NAMES: Zach Klein, Jakob Lodwick | Vimeo, Connected Ventures
LATIN NAME: collaboratus bizzaro
AGE:23, 25
Vimeo.com evolved from a need to share video online. In 2004
Jakob Lodwick and his friends were staying in touch by sharing
photos through Flickr.com. At that point there were no existing
sites for distributing video, so Lodwick, who studied Information
Technology at Rochester Institute of Technology’s New Media
department, created a program for his personal website that made
it easy to upload and share video. Eschewing short films, which
can take months to produce, Lodwick’s interest has always been
in video snapshots, which he describes as, “the little moments of
real life that seem unremarkable at the time, but are fascinating to
watch later. They happen when you’re spending time with friends,
but they’re ephemeral and if you don’t capture them on video,
they’re gone forever.”
Lodwick admits that his first attempt at the interface design
“looked like it was from 1996.” Luckily, his best friend Zach Klein,
who attended Wake Forest University in Studio Art concentrating
in Photography and Digital Art, was there to help.
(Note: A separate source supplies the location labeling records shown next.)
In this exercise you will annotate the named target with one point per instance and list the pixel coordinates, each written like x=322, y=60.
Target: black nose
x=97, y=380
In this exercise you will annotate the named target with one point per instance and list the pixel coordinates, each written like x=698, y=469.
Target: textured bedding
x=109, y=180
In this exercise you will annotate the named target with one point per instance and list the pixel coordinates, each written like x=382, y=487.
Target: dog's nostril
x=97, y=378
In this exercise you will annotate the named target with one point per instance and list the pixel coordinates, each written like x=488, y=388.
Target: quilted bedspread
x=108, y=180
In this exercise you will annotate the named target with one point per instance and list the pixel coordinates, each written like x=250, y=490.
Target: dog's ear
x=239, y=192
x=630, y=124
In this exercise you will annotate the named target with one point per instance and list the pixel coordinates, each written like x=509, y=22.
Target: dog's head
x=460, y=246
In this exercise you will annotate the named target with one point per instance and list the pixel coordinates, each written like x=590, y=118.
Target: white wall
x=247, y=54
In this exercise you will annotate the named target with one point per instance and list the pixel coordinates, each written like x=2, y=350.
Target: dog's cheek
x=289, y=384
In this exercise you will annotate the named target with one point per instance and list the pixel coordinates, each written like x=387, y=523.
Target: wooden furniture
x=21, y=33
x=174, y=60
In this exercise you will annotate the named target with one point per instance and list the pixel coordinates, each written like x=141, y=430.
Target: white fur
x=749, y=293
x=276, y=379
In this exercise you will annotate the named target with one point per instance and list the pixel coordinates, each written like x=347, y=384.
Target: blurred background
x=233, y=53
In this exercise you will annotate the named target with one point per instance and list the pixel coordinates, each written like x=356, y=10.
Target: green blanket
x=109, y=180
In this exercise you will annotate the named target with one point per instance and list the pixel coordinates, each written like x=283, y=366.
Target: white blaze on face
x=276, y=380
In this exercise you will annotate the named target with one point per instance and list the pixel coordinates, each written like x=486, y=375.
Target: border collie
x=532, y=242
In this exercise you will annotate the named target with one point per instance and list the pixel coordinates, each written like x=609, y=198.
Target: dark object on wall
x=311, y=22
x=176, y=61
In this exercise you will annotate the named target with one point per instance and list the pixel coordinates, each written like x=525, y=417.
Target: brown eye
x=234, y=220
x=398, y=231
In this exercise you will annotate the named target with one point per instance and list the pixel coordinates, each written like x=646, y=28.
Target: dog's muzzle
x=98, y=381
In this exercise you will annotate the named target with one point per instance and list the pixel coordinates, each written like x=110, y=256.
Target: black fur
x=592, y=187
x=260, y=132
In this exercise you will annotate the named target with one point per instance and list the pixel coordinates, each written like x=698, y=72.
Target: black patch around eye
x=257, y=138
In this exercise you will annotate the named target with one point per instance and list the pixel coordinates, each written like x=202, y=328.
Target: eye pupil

Since they
always considered it a side project—during the day they are partners
in Connected Ventures (a company that runs websites including
CollegeHumor, BustedTees and Defunker)—at first they
limited Vimeo to a closed beta, for fear that it would use up the
server bandwidth it shared with their other sites.
What started as a private group of friends sharing videos has
now grown to an online community of almost 60,000. But to Lodwick
and Klein, it still feels like a big group of friends. “We say
around the office, ‘YouTube is like McDonald’s, and Vimeo is like
a dinner party at your friend’s house.’ There are a lot of good videos
that aren’t made to be seen by everyone, and Vimeo is where
you would put them,” Klein explains. New privacy features are in
the works that will allow users to specify exactly who can see their
video clips. Klein and Lodwick are also looking at ways to make
the site pro. table. While they say there will always be a free version
of the site, they are considering a membership model like
on Flickr.com, where users pay a small amount for extra storage
space, a fee that the founders would use to hire a full-time developer
to continue adding and improving functionality.
For now, Vimeo must weather the storm of money being tossed
at YouTube and its 170-some imitators. “Ultimately, Jake and I are
going to continue to run Vimeo like it’s our personal video site and
hope there’s still 60,000 users when the let’s-build-a-video-sharing-
site craze subsides,” says Klein. Isaac Gertman
646.645.3292, 585.415.0985 | www.vimeo.com , www.zachklein.com, www.blumpy.org,
www.connectedventures.com
(TOP): This is what visitors see at vimeo.com. Designers Zach Klein and Jakob Lodwick say, “We’ve embedded one of our favorite clips, which conveys the VIMEO brand perfectly.” At the bottom are the latest actions from visitors, updating real-time. “This demonstrates that VIMEO is a living thing, with real people, not just a catalog of video files,” they say. “There are quite a few other features we could cram on this page, but we’d rather not overwhelm new users.”